Sur la porte vitrée, un message renvoyait les acheteurs vers une autre succursale du centre-ville, maintenue ouverte par les cadres.

Une file d’attente de près d’un coin de rue y attendait les plus motivés. À l’entrée, un gardien de sécurité laissait passer 10 personnes à la fois.
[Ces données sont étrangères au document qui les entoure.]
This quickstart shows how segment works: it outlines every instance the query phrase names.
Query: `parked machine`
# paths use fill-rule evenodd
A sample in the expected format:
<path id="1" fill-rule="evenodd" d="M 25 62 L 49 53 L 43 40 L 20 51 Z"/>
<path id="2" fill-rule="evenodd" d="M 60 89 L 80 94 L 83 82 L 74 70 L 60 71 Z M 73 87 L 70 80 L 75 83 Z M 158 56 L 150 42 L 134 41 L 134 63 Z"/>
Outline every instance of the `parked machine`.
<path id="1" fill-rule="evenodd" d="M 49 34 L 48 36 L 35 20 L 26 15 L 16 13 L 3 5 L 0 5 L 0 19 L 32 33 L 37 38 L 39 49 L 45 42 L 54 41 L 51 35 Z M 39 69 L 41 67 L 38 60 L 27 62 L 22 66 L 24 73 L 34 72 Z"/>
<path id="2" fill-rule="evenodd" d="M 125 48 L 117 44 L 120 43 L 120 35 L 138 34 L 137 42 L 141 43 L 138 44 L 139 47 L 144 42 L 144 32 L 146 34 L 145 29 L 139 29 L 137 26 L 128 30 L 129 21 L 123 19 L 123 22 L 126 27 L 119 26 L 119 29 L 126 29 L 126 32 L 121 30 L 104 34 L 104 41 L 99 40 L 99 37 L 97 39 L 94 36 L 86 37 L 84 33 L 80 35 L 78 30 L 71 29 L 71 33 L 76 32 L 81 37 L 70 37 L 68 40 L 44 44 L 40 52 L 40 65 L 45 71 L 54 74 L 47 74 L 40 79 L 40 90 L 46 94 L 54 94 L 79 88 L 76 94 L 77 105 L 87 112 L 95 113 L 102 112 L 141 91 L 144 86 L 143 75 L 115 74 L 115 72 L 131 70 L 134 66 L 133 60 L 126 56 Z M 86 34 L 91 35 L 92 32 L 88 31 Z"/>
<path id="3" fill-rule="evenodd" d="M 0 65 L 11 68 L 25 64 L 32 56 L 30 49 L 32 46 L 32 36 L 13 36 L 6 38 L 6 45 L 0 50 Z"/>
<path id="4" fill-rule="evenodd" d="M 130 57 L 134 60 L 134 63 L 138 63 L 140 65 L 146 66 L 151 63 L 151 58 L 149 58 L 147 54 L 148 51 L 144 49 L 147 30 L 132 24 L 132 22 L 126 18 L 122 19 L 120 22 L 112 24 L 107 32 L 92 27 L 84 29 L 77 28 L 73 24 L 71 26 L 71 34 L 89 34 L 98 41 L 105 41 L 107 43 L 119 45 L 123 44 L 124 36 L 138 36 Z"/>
De quoi en décourager plus d’un.

« On se croirait en Russie », a lancé un homme en tournant les talons avec colère.

Derrière lui, quelques syndiqués frappaient en rythme sur la vitrine et tentaient de sensibiliser les passants à leur cause.

Les employés de la SAQ sont sans convention collective depuis le 31 mars 2017.

Le débrayage inopiné était une réplique à « des mesures disciplinaires et des menaces », a expliqué le syndicat SEMB-SAQ (CSN).

Le Journal a révélé vendredi que le PDG de la SAQ, Alain Brunet, recevrait une indemnité de départ de 419 000 $ à la fin de son mandat.

« Ce n’est pas normal qu’un PDG de société d’État reçoive en prime une année de salaire, alors que ses employés doivent de leur côté faire la grève pour obtenir des conditions de travail décentes comme des horaires convenables », a réagi le député de Québec solidaire, Vincent Marissal.